Latin American Masters gallery announces a rare exhibition of thirty-two major paintings by Carlos Merida (1891 - 1984).
Merida was born in Guatemala of mixed Mayan and Zapotec descent. In 1908, he traveled to Paris with the artist Carlos Valenti. He met Picasso, befriended Modigliani, and studied painting with Van Dongen.
In 1914, Merida returned to Guatemala, where he initiated a Pro-Indian art movement with Yela Gunther, in an attempt to find an authentic "American art". He traveled to Mexico in 1919, where he exhibited paintings inspired by indigenous themes. This was two years before Rivera’s return from Europe.
Merida’s first exhibition in New York was in 1926 at the Valentine gallery. In 1927 he returned to Europe, where he became friends with Klee and Miro. Throughout the 30's and 40's, his work was influenced by the biomorphic forms of Surrealism.

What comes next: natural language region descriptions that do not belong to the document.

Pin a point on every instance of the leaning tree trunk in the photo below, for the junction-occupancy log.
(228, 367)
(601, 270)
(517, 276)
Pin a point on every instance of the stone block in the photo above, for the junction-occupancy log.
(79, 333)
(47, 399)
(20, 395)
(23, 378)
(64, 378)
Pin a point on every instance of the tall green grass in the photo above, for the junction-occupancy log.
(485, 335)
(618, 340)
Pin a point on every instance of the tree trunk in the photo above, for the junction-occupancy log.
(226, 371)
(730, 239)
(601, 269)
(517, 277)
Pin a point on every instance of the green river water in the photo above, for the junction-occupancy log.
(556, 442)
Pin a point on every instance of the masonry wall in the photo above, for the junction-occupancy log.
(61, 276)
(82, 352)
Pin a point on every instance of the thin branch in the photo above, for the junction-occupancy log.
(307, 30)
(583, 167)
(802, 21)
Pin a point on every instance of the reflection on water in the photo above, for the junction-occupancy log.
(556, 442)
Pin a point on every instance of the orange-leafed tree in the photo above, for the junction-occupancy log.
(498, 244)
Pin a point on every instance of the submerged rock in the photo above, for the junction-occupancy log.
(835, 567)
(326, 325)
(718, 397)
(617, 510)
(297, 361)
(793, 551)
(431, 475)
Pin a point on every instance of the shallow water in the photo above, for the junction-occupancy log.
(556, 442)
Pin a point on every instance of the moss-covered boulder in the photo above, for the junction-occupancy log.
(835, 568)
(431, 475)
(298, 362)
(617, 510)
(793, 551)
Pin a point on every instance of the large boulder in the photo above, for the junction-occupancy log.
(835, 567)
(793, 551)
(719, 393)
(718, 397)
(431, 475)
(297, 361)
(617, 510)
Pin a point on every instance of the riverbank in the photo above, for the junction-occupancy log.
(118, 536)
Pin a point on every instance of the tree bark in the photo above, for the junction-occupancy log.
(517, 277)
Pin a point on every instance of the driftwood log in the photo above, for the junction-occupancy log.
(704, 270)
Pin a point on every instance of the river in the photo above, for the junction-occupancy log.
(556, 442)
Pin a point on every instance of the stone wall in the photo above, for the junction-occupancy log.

1949 was a watershed year in Merida’s development. His work became increasingly geometric, no doubt influenced by his association with Gropius and Albers, who he taught with at Black Mountain College. Throughout the next three and a half decades, Merida refined a vision of abstraction, rooted in pre-Columbian forms, modern architecture, and the lyricism of his first love: music. Perhaps Paul Westheim best described Carlos Merida’s art when he said, "His painting is music for the eyes of subtle delicacy".
Latin American Masters Merida Exhibition will include superb examples of the artist’s work never before exhibited on the West Coast.